Ask any teacher in the country how they measure students’ understanding of the material they are taught, and all of them will tell you they have some sort of grading system. This rings true even if they don’t use a traditional grading method. No matter what symbols are used to communicate, students and parents are given some report of their level of comprehension of the things they are taught each day in school.
Now, some colleges that train teachers are upset, because they will be graded by the U.S. News & World Report. The report is planning to assign grades ranging from A to F to over 1,000 teaching colleges throughout the country. Several education school deans are upset about this new grading system for their programs, claiming that the rating system’s methodology used to grade the schools is flawed. There has also been a letter written from 35 prestigious education colleges and graduate schools stating that there is an implied coercion if schools don’t cooperate with the ratings. Schools were told originally that if they did not supply the requested documents, the information would be sought under open-records laws. If the information was not obtained through those means then the school would automatically receive an F rating.

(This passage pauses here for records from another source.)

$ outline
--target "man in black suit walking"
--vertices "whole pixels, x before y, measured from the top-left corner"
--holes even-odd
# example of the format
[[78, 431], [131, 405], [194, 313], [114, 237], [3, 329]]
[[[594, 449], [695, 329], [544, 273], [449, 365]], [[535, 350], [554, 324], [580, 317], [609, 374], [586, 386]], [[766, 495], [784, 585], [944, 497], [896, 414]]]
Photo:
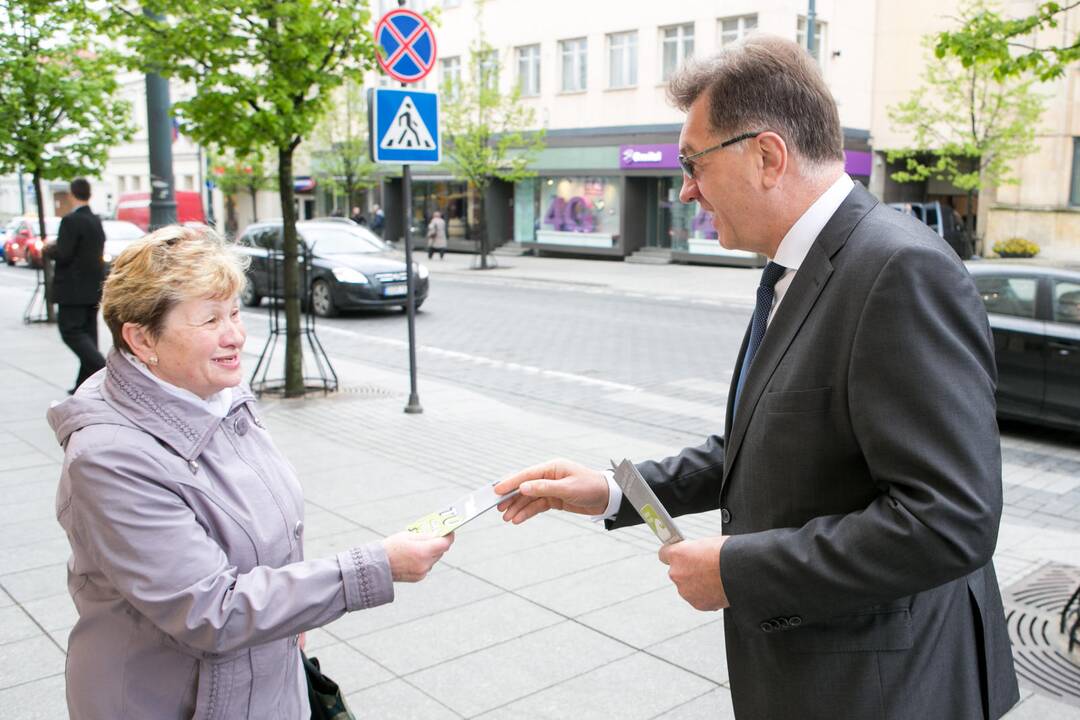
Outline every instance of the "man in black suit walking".
[[48, 250], [49, 257], [56, 261], [52, 301], [58, 305], [56, 323], [60, 338], [79, 357], [79, 376], [69, 394], [105, 367], [105, 358], [97, 350], [105, 230], [90, 209], [90, 182], [81, 177], [71, 180], [71, 195], [76, 207], [60, 220], [56, 243]]
[[[843, 172], [813, 59], [752, 36], [670, 81], [687, 112], [680, 199], [770, 262], [726, 433], [638, 470], [723, 533], [660, 551], [679, 595], [724, 609], [738, 718], [982, 720], [1018, 698], [991, 557], [997, 371], [971, 276], [924, 225]], [[521, 522], [556, 508], [640, 522], [569, 461], [504, 479]]]

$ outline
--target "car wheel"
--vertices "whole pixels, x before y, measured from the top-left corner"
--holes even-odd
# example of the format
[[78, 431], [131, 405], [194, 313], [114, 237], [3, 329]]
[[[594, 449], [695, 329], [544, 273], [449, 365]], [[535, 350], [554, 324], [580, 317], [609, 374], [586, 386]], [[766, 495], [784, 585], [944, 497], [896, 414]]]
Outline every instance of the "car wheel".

The editor of U.S. News, Brian Kelly, believes that the large amount of push-back from education schools is evidence that the industry does not want to be examined. Currently, the teacher-education programs have not been scrutinized and this rating system will help with the national push towards improvements in teacher quality. Education schools have been under fire for allowing teachers to graduate with weak skills as well as emphasizing education theory over hands-on classroom training. School principals have been very dissatisfied with the quality of candidates they have spoken with and this rating system will help with recruiting good teachers.